You don’t solve relationship issues with feedback.
Let’s be clear, you don’t solve relationship issues with feedback. Trust me, I’ve tried (just ask my wife).
Instead, you need to work out this issue together by talking about it. One way to do that is to have a relationship talk, a technique I learned at Tuff Leadership. In a relationship talk the objective is not to modify someone’s behaviour. The goal is simply to improve, or clean up, the relationship.
Having a relationship talk
First, instead of putting yourself above the person you think behaved badly, thinking (s)he needs correction, put yourself in his or her shoes. Try to figure out why the person behaved that way. What really happened in that situation? What did you say? Also, try to understand your own triggers, small things that you overreact about.
When you meet, talk to the other person like a grown-up colleague – even if you’re the manager. Start by asking if that person would be OK with talking about the event that is currently interfering. If (s)he says yes, you proceed by asking for their take on the matter. It’s important that you let the other person speak first.
When that person gives their perspective you listen actively, to understand. Make sure that person feels heard. Ask clarifying questions if you don’t understand. Paraphrase (say with your own words) what s(he) says to validate your understanding. Summarise.
When the other person has finished and you have heard and understood their point of view, you probably feel differently about the topic. And if you did your listening well, the other person feels much more calm and open. S(he) may now wonder about your perspective. Why did you get so worked up about that deploy task? Perhaps s(he) will even apologise for making you feel stupid, who knows?
Here’s the same issue we had before, but as a relationship talk.
Michael: This morning, at the standup, I noticed that nobody would take on deployment, so I thought I could help by asking who would do it. Then I heard an audible sigh from you and I think I also saw you rolling your eyes. I would like to understand what was going on. Can you help me?
Karen: Yeah, I suspected that. It was just that when you asked us who would deploy today, I felt you didn’t trust us and respect us enough to handle it. We’ve been doing this fine for four months now. Why wouldn’t we handle it this time?
Michael: Ah, so you felt I didn’t trust you? Hm, maybe even that I was policing you a bit?
Karen: Yeah, exactly! As our team coach you shouldn’t control our working process. You should guide us towards improving it.
Michael: OK, got it. Go on.
Karen: Listen, I’m sorry I made you feel stupid. I guess I overreacted a bit to your question. I think I’m a bit sensitive to criticism around the team, after all that happened last spring.
Michael: Thanks, that’s OK. And I’m sorry I was so controlling.
Karen: Cool. I’m curious, why did you feel the need to ask?

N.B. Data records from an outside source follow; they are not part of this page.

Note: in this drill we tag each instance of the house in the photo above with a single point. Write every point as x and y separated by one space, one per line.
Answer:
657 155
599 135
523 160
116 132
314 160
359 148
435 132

Michael: Thanks for asking. Do you remember that training we had last week about not starting new tasks before finishing the current ones? About keeping work in progress low? I think I felt I must have been utterly rubbish as a trainer…
This is not feedback. This is just having a candid conversation in a non-threatening way. After this kind of talk, the relationship is often even better than it was before the drama started. Also, it can often provide insights into how the two of you work. Perhaps you can now, in collaboration, find a way to deal with or even take advantage of your differences? The talk just turned into learning.
Summing up, before giving feedback to someone, think about whether a relationship talk would serve you better. Using feedback when there’s a relationship problem simply doesn’t work.